Anche quest’anno lo sloveno ha rispolverato la prima regola dell’essere Tadej Pogacar: “Non sono qui per farmi dei nemici, ma questo è il Tour de France. Non ci si può tirare indietro se si presenta l’opportunità di vincere una tappa. Non sai mai quando sarà il tuo ultimo giorno. Sinceramente, la mia squadra mi paga per vincere, non per regalare. Ho una grande squadra alle spalle, che lavora ogni giorno per farmi arrivare al Tour nelle migliori condizioni possibili. Se decidessi, da solo, di iniziare a regalare delle opportunità, la squadra non sarebbe contenta di me”, ha detto a Cyclingnews dopo la vittoria nella cronoscalata che terminava a Peyragudes. Ha ribadito una volta ancora, una volta di più che quando lui può vincere, vince. E fa di tutto, o meglio, tutto il possibile, per tenere fede a questa visione del ciclismo. Non lo ha fatto solo a parole.
Ragiona così pure Jonas Vingegaard. Solo che poi si impaurisce.
C’è qualcosa di conservativo in lui, forse una capacità di empatia maggiore per le sofferenze altrui rispetto al campione sloveno. Soprattutto una tendenza a lasciarsi prendere dall’indecisione quando invece servirebbe un surplus di convinzione e guasconeria.
È per tutto questo che ogni fine luglio, e quest’anno luglio termina domenica 26, ripensando a quello che è stato, ci resta quella malinconia che resta al termine di un bel viaggio. E il Tour de France è sempre un gran bel viaggio, uno di quelli che non solo ci mettono davanti agli occhi qualcosa di nuovo, ma sono capaci di stimolare la nostra fantasia, farci immaginare qualcosa di diverso.
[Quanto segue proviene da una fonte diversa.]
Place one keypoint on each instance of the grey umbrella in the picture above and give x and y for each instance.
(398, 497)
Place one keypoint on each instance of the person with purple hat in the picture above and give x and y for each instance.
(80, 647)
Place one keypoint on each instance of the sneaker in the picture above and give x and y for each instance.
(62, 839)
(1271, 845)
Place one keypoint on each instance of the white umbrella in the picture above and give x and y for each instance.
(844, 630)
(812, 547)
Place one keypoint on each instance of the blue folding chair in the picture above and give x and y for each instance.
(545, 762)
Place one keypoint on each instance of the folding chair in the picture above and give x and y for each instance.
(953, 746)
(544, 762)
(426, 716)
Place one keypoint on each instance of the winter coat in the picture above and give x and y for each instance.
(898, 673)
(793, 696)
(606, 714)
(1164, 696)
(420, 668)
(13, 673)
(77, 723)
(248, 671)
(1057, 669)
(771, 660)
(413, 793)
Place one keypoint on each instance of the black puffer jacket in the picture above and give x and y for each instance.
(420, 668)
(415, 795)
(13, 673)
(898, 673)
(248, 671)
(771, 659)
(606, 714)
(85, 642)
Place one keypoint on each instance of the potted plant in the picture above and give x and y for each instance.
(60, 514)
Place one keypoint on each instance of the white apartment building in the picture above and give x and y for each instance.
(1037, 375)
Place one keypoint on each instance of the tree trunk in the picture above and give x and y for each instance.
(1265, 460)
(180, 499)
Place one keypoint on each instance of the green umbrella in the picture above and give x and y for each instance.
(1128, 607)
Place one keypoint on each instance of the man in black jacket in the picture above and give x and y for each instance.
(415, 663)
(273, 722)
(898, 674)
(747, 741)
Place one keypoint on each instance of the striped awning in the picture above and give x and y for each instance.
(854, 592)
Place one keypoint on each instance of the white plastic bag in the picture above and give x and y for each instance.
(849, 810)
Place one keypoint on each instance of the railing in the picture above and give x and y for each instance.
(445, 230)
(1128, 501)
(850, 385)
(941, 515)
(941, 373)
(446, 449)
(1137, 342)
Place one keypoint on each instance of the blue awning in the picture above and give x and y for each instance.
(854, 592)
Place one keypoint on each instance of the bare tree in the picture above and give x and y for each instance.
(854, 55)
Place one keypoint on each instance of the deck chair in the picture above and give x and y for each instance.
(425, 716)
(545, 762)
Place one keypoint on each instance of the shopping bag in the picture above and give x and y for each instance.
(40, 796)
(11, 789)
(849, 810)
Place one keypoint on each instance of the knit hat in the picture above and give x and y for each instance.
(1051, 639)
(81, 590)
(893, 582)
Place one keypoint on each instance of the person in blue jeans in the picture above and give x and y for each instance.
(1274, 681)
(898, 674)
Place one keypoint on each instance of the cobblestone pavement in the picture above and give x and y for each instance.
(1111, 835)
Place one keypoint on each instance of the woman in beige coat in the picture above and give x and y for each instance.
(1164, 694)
È per tutto questo che ogni fine luglio, guardandoci indietro, pensando a quel che è stato, ci diciamo che certo è finito, ma che in fondo va bene così, perché ci siamo divertiti, ci siamo sentiti vivi a vedere quegli uomini affannarsi e sfinirsi su di una bicicletta per tre settimane, lungo strade che forse non pedaleremo mai, ma che un giorno…, non si sa mai. Non è anche questo il bello del ciclismo? Ci lascia dentro possibilità infinite, una voglia assoluta e totalitaria di pedalare e, pedalando, immaginare che un giorno sì, un giorno vedremo anche noi quei posti, saliremo anche noi in cima a quelle salite.